The Champion’s review of AI opportunities in the electricity networks

In December 2025, the government commissioned the AI Champion to undertake a review of opportunities for AI in the electricity networks, due to report in Summer 2026. The objectives of the review are to:

  • map current and emerging applications of AI across electricity networks
  • identify barriers and enablers to deployment
  • assess the potential system benefits and associated risks
  • and provide recommendations to government, regulators and industry on safe and effective pathways to scale

The review is primarily focused on the potential to realise a system transformation, rather than solely near-term barriers facing the sector today.
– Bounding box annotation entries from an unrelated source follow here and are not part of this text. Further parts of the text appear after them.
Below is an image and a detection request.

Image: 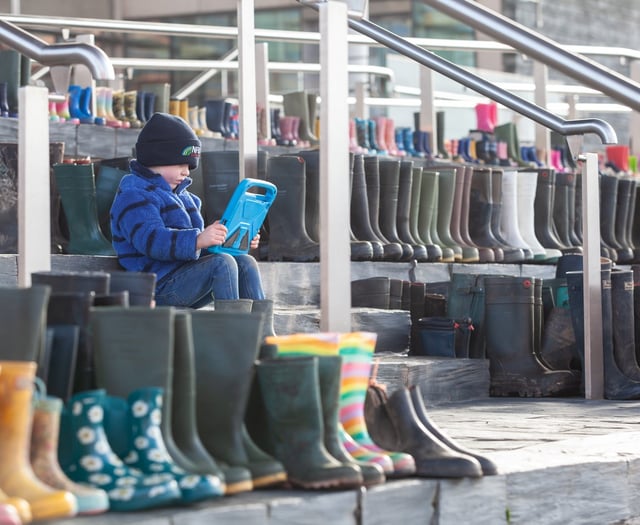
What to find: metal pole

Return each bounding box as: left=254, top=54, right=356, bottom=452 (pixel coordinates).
left=582, top=153, right=604, bottom=399
left=319, top=1, right=351, bottom=332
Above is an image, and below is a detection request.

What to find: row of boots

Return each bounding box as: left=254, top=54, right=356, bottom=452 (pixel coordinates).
left=0, top=272, right=496, bottom=523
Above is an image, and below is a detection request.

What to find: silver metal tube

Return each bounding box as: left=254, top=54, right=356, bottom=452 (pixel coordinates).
left=0, top=20, right=115, bottom=80
left=349, top=19, right=618, bottom=144
left=424, top=0, right=640, bottom=111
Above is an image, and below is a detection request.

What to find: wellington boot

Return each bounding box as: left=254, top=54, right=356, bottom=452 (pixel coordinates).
left=350, top=155, right=386, bottom=261
left=0, top=284, right=51, bottom=374
left=191, top=310, right=286, bottom=494
left=460, top=165, right=496, bottom=262
left=58, top=389, right=181, bottom=512
left=267, top=156, right=320, bottom=262
left=484, top=276, right=580, bottom=397
left=170, top=309, right=228, bottom=486
left=396, top=160, right=429, bottom=262
left=29, top=394, right=109, bottom=515
left=409, top=385, right=498, bottom=476
left=96, top=164, right=127, bottom=241
left=256, top=357, right=362, bottom=489
left=469, top=168, right=508, bottom=262
left=378, top=160, right=414, bottom=261
left=437, top=168, right=463, bottom=262
left=201, top=151, right=240, bottom=224
left=567, top=268, right=640, bottom=400
left=339, top=332, right=416, bottom=477
left=318, top=355, right=386, bottom=487
left=53, top=164, right=115, bottom=255
left=266, top=332, right=394, bottom=479
left=362, top=155, right=402, bottom=261
left=104, top=387, right=224, bottom=503
left=0, top=361, right=78, bottom=521
left=367, top=386, right=482, bottom=478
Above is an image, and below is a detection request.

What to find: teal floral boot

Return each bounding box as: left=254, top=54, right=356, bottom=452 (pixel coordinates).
left=105, top=387, right=224, bottom=503
left=61, top=390, right=180, bottom=511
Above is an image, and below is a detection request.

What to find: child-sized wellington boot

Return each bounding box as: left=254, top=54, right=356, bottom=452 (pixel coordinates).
left=30, top=386, right=109, bottom=515
left=0, top=361, right=78, bottom=521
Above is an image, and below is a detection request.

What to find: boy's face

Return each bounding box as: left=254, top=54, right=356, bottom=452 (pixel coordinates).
left=149, top=164, right=189, bottom=190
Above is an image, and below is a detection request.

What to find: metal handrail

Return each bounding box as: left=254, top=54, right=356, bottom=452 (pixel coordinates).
left=425, top=0, right=640, bottom=111
left=348, top=18, right=618, bottom=144
left=0, top=19, right=115, bottom=80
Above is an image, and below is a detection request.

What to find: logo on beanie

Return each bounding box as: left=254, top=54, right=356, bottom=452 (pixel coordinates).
left=180, top=146, right=200, bottom=158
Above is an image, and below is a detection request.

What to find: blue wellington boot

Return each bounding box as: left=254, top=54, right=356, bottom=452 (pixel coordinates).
left=58, top=390, right=181, bottom=512
left=104, top=387, right=224, bottom=503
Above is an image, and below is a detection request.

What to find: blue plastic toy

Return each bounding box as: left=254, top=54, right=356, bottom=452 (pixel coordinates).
left=207, top=179, right=278, bottom=255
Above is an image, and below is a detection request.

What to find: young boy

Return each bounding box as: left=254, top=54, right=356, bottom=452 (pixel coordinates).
left=111, top=113, right=264, bottom=308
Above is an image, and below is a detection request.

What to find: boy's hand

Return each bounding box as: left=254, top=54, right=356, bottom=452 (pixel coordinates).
left=196, top=221, right=229, bottom=250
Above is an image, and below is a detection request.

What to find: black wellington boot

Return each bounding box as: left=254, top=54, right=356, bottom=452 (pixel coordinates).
left=567, top=263, right=640, bottom=400
left=611, top=269, right=640, bottom=381
left=409, top=385, right=498, bottom=476
left=53, top=164, right=115, bottom=255
left=484, top=276, right=580, bottom=397
left=469, top=168, right=504, bottom=262
left=367, top=386, right=482, bottom=478
left=201, top=151, right=240, bottom=223
left=362, top=155, right=403, bottom=261
left=256, top=357, right=363, bottom=489
left=191, top=310, right=286, bottom=494
left=396, top=160, right=428, bottom=262
left=267, top=156, right=320, bottom=262
left=350, top=155, right=385, bottom=261
left=317, top=355, right=386, bottom=487
left=379, top=160, right=413, bottom=261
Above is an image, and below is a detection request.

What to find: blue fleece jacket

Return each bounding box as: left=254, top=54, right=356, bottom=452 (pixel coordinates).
left=111, top=160, right=204, bottom=281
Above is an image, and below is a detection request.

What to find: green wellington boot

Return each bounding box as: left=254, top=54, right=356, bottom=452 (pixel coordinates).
left=91, top=306, right=224, bottom=492
left=104, top=387, right=223, bottom=503
left=191, top=310, right=286, bottom=492
left=53, top=164, right=116, bottom=255
left=256, top=356, right=362, bottom=489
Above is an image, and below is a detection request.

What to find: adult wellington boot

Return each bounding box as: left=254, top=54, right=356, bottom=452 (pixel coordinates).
left=409, top=385, right=498, bottom=476
left=367, top=386, right=482, bottom=478
left=484, top=276, right=580, bottom=397
left=469, top=168, right=508, bottom=262
left=53, top=164, right=115, bottom=255
left=201, top=151, right=240, bottom=224
left=378, top=160, right=413, bottom=261
left=362, top=155, right=402, bottom=261
left=256, top=356, right=362, bottom=489
left=191, top=310, right=286, bottom=492
left=350, top=155, right=384, bottom=260
left=567, top=262, right=640, bottom=400
left=396, top=160, right=428, bottom=262
left=267, top=155, right=320, bottom=262
left=0, top=360, right=78, bottom=521
left=90, top=306, right=223, bottom=490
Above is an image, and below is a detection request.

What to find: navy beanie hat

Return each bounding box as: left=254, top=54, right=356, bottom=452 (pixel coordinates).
left=136, top=113, right=201, bottom=170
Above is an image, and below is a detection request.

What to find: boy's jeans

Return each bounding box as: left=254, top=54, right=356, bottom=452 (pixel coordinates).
left=156, top=253, right=265, bottom=308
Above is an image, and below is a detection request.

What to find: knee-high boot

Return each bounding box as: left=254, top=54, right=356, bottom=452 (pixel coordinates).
left=484, top=276, right=580, bottom=397
left=191, top=310, right=286, bottom=492
left=267, top=156, right=320, bottom=262
left=53, top=164, right=115, bottom=255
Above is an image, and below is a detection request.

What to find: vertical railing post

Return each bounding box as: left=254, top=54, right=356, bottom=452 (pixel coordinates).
left=319, top=0, right=351, bottom=332
left=238, top=0, right=258, bottom=179
left=18, top=86, right=51, bottom=287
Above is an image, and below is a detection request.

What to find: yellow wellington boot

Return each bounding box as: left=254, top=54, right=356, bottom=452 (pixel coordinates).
left=0, top=361, right=78, bottom=521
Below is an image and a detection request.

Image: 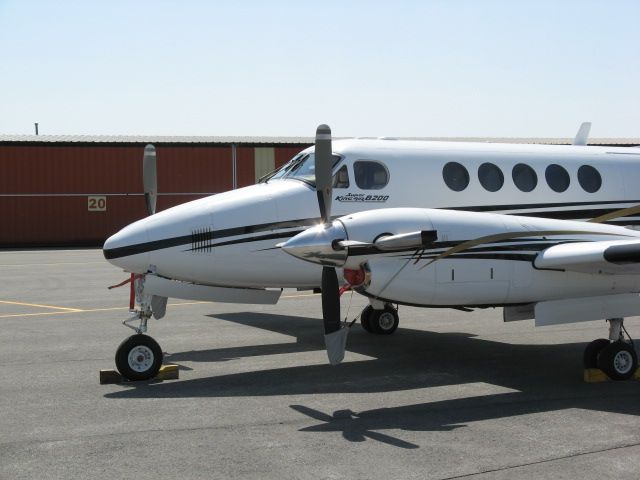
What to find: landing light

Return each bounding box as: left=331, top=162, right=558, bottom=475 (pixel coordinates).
left=344, top=264, right=369, bottom=288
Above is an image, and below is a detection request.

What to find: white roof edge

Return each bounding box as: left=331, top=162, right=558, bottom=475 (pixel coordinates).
left=0, top=134, right=640, bottom=146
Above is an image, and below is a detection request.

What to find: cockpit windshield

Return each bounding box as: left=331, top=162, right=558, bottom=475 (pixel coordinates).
left=260, top=152, right=342, bottom=187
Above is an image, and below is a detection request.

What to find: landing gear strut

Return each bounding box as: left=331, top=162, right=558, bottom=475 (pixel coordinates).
left=360, top=303, right=400, bottom=335
left=584, top=318, right=638, bottom=380
left=111, top=275, right=166, bottom=380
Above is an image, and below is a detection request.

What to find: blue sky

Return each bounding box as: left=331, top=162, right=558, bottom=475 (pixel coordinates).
left=0, top=0, right=640, bottom=137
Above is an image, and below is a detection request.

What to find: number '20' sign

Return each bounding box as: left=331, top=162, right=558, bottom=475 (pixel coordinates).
left=87, top=195, right=107, bottom=212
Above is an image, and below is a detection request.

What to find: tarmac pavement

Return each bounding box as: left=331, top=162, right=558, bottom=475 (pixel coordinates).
left=0, top=250, right=640, bottom=480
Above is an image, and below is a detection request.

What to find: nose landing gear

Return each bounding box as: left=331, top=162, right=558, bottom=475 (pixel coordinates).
left=116, top=333, right=162, bottom=380
left=110, top=275, right=167, bottom=380
left=360, top=303, right=400, bottom=335
left=584, top=318, right=638, bottom=380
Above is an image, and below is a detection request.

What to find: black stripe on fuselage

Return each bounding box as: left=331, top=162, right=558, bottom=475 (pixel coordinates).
left=103, top=200, right=640, bottom=260
left=103, top=217, right=320, bottom=260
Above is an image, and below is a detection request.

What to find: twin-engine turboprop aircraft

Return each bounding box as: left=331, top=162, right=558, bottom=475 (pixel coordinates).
left=104, top=125, right=640, bottom=379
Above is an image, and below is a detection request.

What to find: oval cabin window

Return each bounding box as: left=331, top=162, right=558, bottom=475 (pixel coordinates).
left=511, top=163, right=538, bottom=192
left=578, top=165, right=602, bottom=193
left=478, top=163, right=504, bottom=192
left=544, top=163, right=571, bottom=193
left=353, top=160, right=389, bottom=190
left=442, top=162, right=469, bottom=192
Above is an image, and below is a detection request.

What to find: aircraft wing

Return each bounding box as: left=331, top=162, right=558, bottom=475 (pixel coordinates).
left=533, top=240, right=640, bottom=275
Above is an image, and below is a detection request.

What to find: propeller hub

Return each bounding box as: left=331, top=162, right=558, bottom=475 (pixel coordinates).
left=282, top=220, right=348, bottom=267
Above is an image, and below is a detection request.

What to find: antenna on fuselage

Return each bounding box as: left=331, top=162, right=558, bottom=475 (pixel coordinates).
left=572, top=122, right=591, bottom=145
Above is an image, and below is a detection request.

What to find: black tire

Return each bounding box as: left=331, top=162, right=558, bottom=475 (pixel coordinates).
left=116, top=334, right=162, bottom=380
left=369, top=305, right=400, bottom=335
left=598, top=341, right=638, bottom=380
left=582, top=338, right=611, bottom=368
left=360, top=305, right=376, bottom=333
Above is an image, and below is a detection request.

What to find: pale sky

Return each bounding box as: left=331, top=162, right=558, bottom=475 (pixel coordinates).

The electricity system is already operating in a new paradigm, shaped by increased complexity and uncertainty. However, many of the tools, institutions and frameworks used to operate the system were designed for a different set of conditions.

The review therefore considers how the system can evolve to support new operational capabilities over time. This includes the conditions required to enable probabilistic operation, more decentralised system management and, in some cases, increased levels of autonomy.
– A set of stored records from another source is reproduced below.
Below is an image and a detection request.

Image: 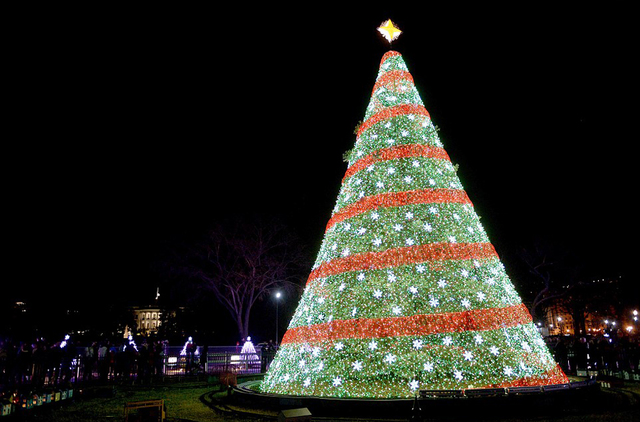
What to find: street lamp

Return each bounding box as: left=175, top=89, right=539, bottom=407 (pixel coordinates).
left=275, top=292, right=282, bottom=346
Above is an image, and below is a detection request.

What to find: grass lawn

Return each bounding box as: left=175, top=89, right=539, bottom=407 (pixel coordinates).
left=23, top=382, right=255, bottom=422
left=16, top=381, right=640, bottom=422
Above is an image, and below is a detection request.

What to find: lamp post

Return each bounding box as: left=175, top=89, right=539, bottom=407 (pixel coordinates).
left=275, top=292, right=282, bottom=346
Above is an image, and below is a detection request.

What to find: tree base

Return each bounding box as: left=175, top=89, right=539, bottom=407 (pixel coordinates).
left=230, top=381, right=608, bottom=420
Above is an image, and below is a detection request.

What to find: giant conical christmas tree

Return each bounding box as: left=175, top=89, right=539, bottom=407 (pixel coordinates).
left=261, top=33, right=567, bottom=398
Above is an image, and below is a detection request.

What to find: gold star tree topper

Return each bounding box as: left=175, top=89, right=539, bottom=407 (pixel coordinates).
left=378, top=19, right=402, bottom=44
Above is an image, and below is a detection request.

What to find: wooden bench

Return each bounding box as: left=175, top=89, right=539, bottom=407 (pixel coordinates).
left=124, top=400, right=165, bottom=422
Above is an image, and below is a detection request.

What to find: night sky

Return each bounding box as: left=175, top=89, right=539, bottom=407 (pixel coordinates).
left=3, top=3, right=640, bottom=342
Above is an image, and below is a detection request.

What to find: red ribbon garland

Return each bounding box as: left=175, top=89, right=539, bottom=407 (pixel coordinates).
left=282, top=304, right=531, bottom=344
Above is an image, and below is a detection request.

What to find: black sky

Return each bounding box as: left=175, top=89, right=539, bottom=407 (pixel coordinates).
left=3, top=3, right=640, bottom=324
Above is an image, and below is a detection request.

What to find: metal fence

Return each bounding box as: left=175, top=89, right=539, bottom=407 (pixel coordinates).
left=0, top=346, right=275, bottom=390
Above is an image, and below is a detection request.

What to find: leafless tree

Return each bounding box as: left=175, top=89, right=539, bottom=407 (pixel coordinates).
left=187, top=220, right=308, bottom=338
left=520, top=244, right=578, bottom=320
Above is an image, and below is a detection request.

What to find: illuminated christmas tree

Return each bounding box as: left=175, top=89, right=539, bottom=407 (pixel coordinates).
left=261, top=23, right=568, bottom=398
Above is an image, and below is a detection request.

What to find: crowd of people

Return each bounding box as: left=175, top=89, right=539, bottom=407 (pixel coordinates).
left=0, top=339, right=170, bottom=390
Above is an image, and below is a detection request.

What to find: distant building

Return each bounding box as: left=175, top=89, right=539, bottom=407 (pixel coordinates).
left=123, top=289, right=175, bottom=338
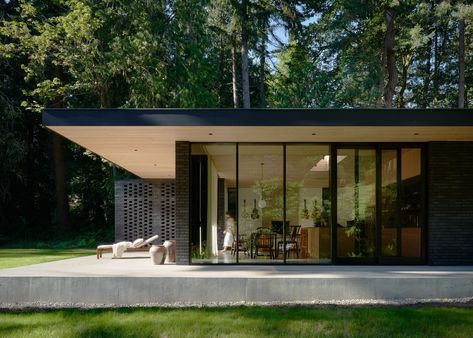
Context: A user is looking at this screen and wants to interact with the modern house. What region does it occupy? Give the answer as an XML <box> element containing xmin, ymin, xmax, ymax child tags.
<box><xmin>43</xmin><ymin>109</ymin><xmax>473</xmax><ymax>265</ymax></box>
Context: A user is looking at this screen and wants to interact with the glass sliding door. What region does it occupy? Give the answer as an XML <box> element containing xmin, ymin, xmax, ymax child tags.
<box><xmin>380</xmin><ymin>149</ymin><xmax>399</xmax><ymax>257</ymax></box>
<box><xmin>238</xmin><ymin>144</ymin><xmax>282</xmax><ymax>264</ymax></box>
<box><xmin>286</xmin><ymin>144</ymin><xmax>331</xmax><ymax>264</ymax></box>
<box><xmin>190</xmin><ymin>143</ymin><xmax>237</xmax><ymax>264</ymax></box>
<box><xmin>336</xmin><ymin>148</ymin><xmax>376</xmax><ymax>258</ymax></box>
<box><xmin>400</xmin><ymin>148</ymin><xmax>423</xmax><ymax>257</ymax></box>
<box><xmin>190</xmin><ymin>143</ymin><xmax>425</xmax><ymax>264</ymax></box>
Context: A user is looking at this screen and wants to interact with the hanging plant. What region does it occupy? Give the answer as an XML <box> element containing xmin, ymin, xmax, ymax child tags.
<box><xmin>310</xmin><ymin>199</ymin><xmax>322</xmax><ymax>227</ymax></box>
<box><xmin>251</xmin><ymin>199</ymin><xmax>259</xmax><ymax>219</ymax></box>
<box><xmin>241</xmin><ymin>200</ymin><xmax>250</xmax><ymax>219</ymax></box>
<box><xmin>301</xmin><ymin>199</ymin><xmax>310</xmax><ymax>219</ymax></box>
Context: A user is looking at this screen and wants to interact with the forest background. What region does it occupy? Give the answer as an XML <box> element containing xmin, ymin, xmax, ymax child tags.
<box><xmin>0</xmin><ymin>0</ymin><xmax>473</xmax><ymax>246</ymax></box>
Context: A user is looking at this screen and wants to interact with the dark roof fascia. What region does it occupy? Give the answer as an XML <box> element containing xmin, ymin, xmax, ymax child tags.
<box><xmin>43</xmin><ymin>108</ymin><xmax>473</xmax><ymax>127</ymax></box>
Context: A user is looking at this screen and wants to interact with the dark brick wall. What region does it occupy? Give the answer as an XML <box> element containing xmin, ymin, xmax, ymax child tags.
<box><xmin>176</xmin><ymin>141</ymin><xmax>191</xmax><ymax>265</ymax></box>
<box><xmin>427</xmin><ymin>142</ymin><xmax>473</xmax><ymax>265</ymax></box>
Critically, these capabilities cannot be developed in isolation. Progress in one area is dependent on progress in others. For example:

  • improved forecasting without the ability to act on it will not deliver system value;
  • decentralised control without sufficient observability can lead to suboptimal outcomes;
  • and autonomy without appropriate safety and assurance frameworks introduces new risks

For this reason, the review will focus on how these capabilities interact and the conditions required to unlock them together.

Over the coming months the AI Champion will publish the review with a set of clear recommendations. Government intends to respond to this as part of a strategy for AI in Clean Energy, to be published before the end of the year, and continue working with the AI Champion to deliver the recommendations.